DeCRED: Decoder-Centric Regularization for Encoder-Decoder Based Speech Recognition

Overview

DeCRED (Decoder-Centric Regularization for Encoder-Decoder ASR) is a lightweight regularization method for the internal language model (ILM) inside encoder-decoder speech recognition models. It improves both in-domain and out-of-domain robustness without adding computational overhead.

Key aspects:

Method – Adds auxiliary classifiers to intermediate decoder layers, enabling next-token prediction from intermediate logits.
Effect on ILM – Reduces mean internal LM BPE perplexity by 36.6% across 11 test sets.
In-domain WER – Improves over the baseline in 5/7 test sets, reducing macro WER from 6.4% → 6.3%.
Out-of-domain WER – Improves in 3/4 test sets, reducing macro WER from 18.2% → 16.2% (≈2.0 absolute points).
Single-domain gains – On TEDLIUM3, achieves 7.0% WER, surpassing the baseline and encoder-centric InterCTC by 0.6% and 0.5%, respectively.
Competitiveness – Matches or beats much larger models like OWSM v3.1 and Whisper-medium, despite using less training data and having fewer parameters.
Domain adaptation – A simple adaptation scheme further improves out-of-domain WER by 0.3 points.

Limitations:

Trained on English only (direct multilingual comparison not possible).
Experiments scaled only to 6k hours of training data and 172M parameters.
Gains are smaller when using large-beam beam-search decoding (with added inference cost).

Results

In-Domain WER

Model	CV-13	SB eval2000	LS clean	LS other	TEDLIUM3	VoxPopuli	WSJ	Macro Avg.
ED (baseline)	11.9	9.2	2.5	5.7	6.6	7.5	1.8	6.4
DeCRED (baseline)	12.0	9.4	2.4	5.5	6.3	7.3	1.5	6.3
DeCRED (per-token)	12.2	9.1	2.3	5.5	5.7	7.3	1.5	6.2
Whisper medium	12.4	14.7	3.0	5.9	4.2	8.0	3.2	7.3
OWSM v3.1	12.9	11.2	2.4	5.0	5.0	8.5	3.5	6.9

Out-of-Domain WER

Model	FLEURS	AMI ihm	Gigaspeech	Earnings-22	Macro Avg.
ED (baseline)	6.4	24.8	20.1	21.4	18.2
DeCRED (baseline)	6.7	22.1	16.9	19.0	16.2
DeCRED (per-token)	6.7	21.9	16.7	18.3	15.9
OWSM v3.1	7.2	23.3	19.2	14.0	15.9
Whisper medium	4.5	16.6	13.8	11.7	11.7

ILM Perplexity

Model	CV-13	LS clean	LS other	SB eval2000	TEDLIUM3	VoxPopuli	WSJ	FLEURS	AMI-ihm	Gigaspeech	Earnings-22
ED (baseline)	455.8	459.8	473.3	474.0	297.6	286.2	676.8	306.7	537.8	297.7	592.1
DeCRED (baseline)	215.7	209.0	197.5	271.6	140.4	141.0	723.2	161.1	310.4	134.1	266.7

Models on Hugging Face

🔍 Inference

You can try DeCRED in two ways:

Cloud demo → Hugging Face Space (runs on Hugging Face’s free-tier hardware, slower for long audio).
Local demo → demo.ipynb (runs the 🤗 Transformers pipeline for ASR on your own machine using the downloaded model).

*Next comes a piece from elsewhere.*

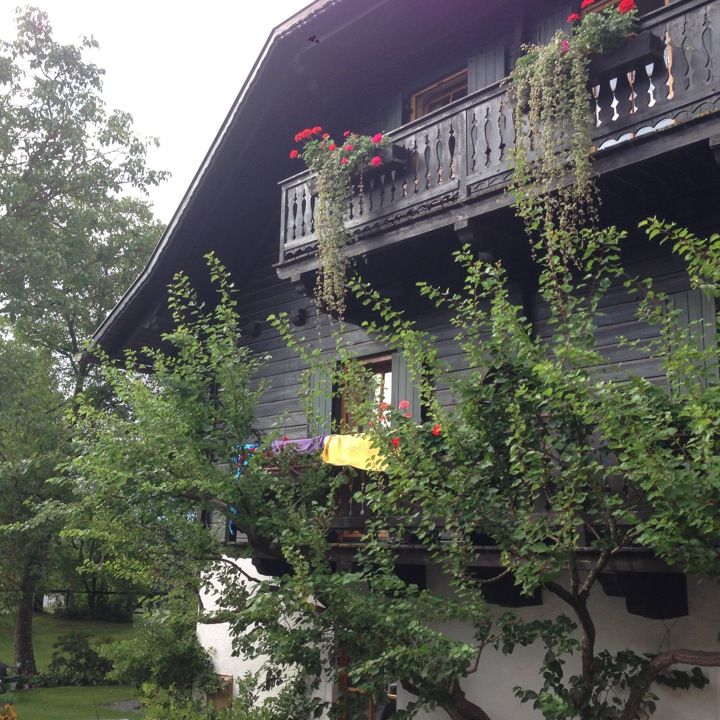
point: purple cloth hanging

💡 The local notebook requires Python, PyTorch, transformers, and torchaudio installed. Running locally avoids the hardware limits of the free cloud Space and gives full control over inference speed and resources.

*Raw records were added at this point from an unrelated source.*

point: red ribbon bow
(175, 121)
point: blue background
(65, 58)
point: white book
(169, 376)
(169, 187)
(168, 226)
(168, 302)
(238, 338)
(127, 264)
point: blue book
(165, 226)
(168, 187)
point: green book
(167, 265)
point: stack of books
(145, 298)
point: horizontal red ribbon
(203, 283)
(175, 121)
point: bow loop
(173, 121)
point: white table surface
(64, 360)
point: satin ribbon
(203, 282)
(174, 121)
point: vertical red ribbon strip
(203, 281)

Example snippet from the notebook:

from transformers import pipeline

model_id = "BUT-FIT/DeCRED-base"
pipe = pipeline("automatic-speech-recognition", model=model_id, feature_extractor=model_id, trust_remote_code=True)
# In newer versions of transformers (>4.31.0), there is a bug in the pipeline inference type.
# The warning can be ignored.
pipe.type = "seq2seq"

🏋️ Training

Full training requires following the complete recipe provided in the recipes/ folder. The process includes environment setup, dataset preparation, tokenizer training, model initialization, and full training scripts.

Steps:

Clone and set up environment

git clone https://github.com/BUTSpeechFIT/DeCRED.git
cd DeCRED

python -m venv decred_venv
source decred_venv/bin/activate

git submodule init
git submodule update
cd huggingface_asr
pip install -r requirements.txt
cd ..

Configure environment variables in env.sh

source decred_venv/bin/activate
export PROJECT="DeCRED"
export WORK_DIR="/path/to/DeCRED"
export HF_HOME="${WORK_DIR}/huggingface_cache"
export OMP_NUM_THREADS=64
export PYTHONPATH="${PYTHONPATH}:${WORK_DIR}/huggingface_asr"

Prepare datasets

Update the paths to WSJ and Fisher datasets in Kaldi format inside recipes/datasets.json.
If you do not have local copies of these datasets:
- Remove their entries from datasets.json, or
- Use the already pruned recipes/datasets_hf.json, which contains only datasets available on the Hugging Face Hub and requires no local copies.
Run the data preparation script. (Optionally, store the prepared dataset using the --dump_prepared_dataset_to argument to speed up future loading.)
```
sbatch recipes/data_prep.sh
```

Train tokenizer (optional if using existing tokenizer)
```
sbatch recipes/tokenizer.sh
```
Initialize model configs (optional if using existing models)
```
sbatch recipes/initialize_models.sh
```
Run training
```
sbatch recipes/decred_base.sh
```

📄 See recipes/ for alternative configurations (small/base models, domain adaptation, etc.).

Citation

@inproceedings{polok2025decred,
  title        = {{DeCRED}: Decoder-Centric Regularization for Encoder-Decoder Based Speech Recognition},
  author       = {Polok, Alexander and Kesiraju, Santosh and Bene{\v s}, Karel and Yusuf, Bolaji and Burget, Luk{\'a}{\v s} and {\v C}ernock{\'y}, Jan},
  booktitle    = {2025 IEEE Automatic Speech Recognition and Understanding Workshop (ASRU)},  
  year         = {2025},
}

Contact

Questions? → ipoloka@fit.vut.cz

Contributions welcome! Please open an issue or PR.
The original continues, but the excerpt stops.